Berbagai hormon pertumbuhan (growth hormone) seperti kelompok Auxin, Giberellin dan Sitokinin sebagian disinyalir dapat diproduksi oleh mikroba di dalam tanah yang selanjutnya dapat merangsang pertumbuhan tanaman. Giberellin sendiri pada mulanya diisolasi dari fungi Giberella fujikuroi sementara berbagai jenis bakteri dalam medium pertumbuhan mampu memproduksi senyawa triptofan maupun indole yang kemungkinan dapat dimanfaatkan oleh tanaman sebagai bahan prekursor hormon Indole Acetic Acid, Indole Butyric Acid, maupun Naphthelene Acetic Acid. Kajian dengan metoda KLT juga menunjukkan beberapa spesies bakteri tanah dapat menghasilkan hormon kinetin (unpublished data).

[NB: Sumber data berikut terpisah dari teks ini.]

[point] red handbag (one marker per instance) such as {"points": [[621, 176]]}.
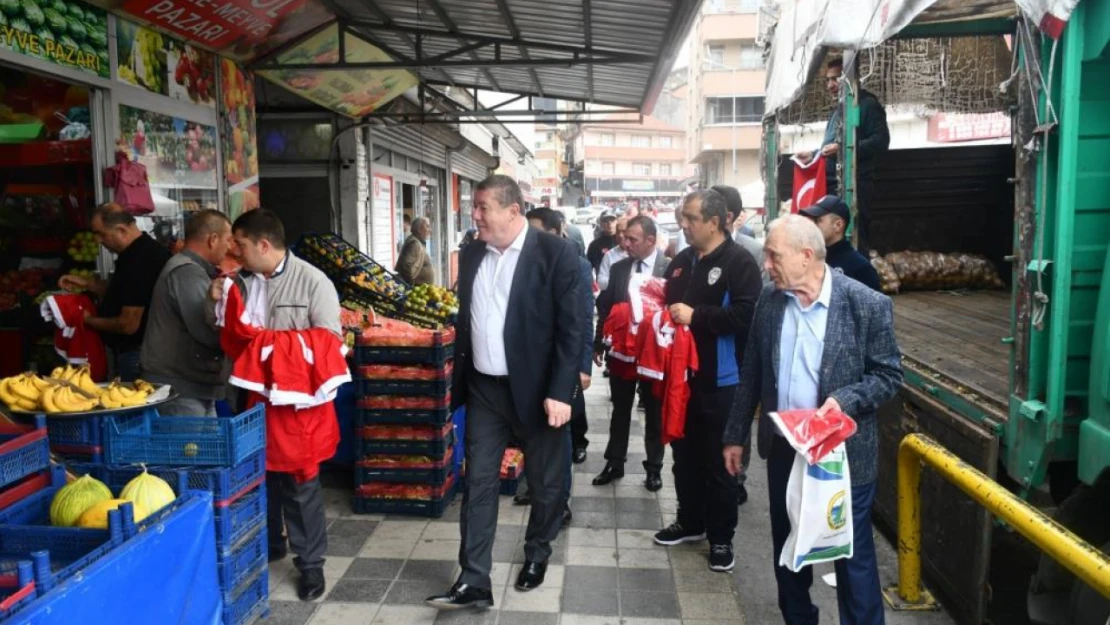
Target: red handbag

Mikroba tanah juga berperan penting dalam proses pelarutan mineral-mineral yang tadinya berada dalam bentuk senyawa kompleks menjadi bentuk ion, maupun garam-garam yang dapat diserap oleh akar. Sebagai contoh unsur fosfor dalam senyawa kompleks batuan akan terlarutkan oleh kelompok pelarut fosfat seingga menjadi tersedia bagi tanaman (Wild, 2001).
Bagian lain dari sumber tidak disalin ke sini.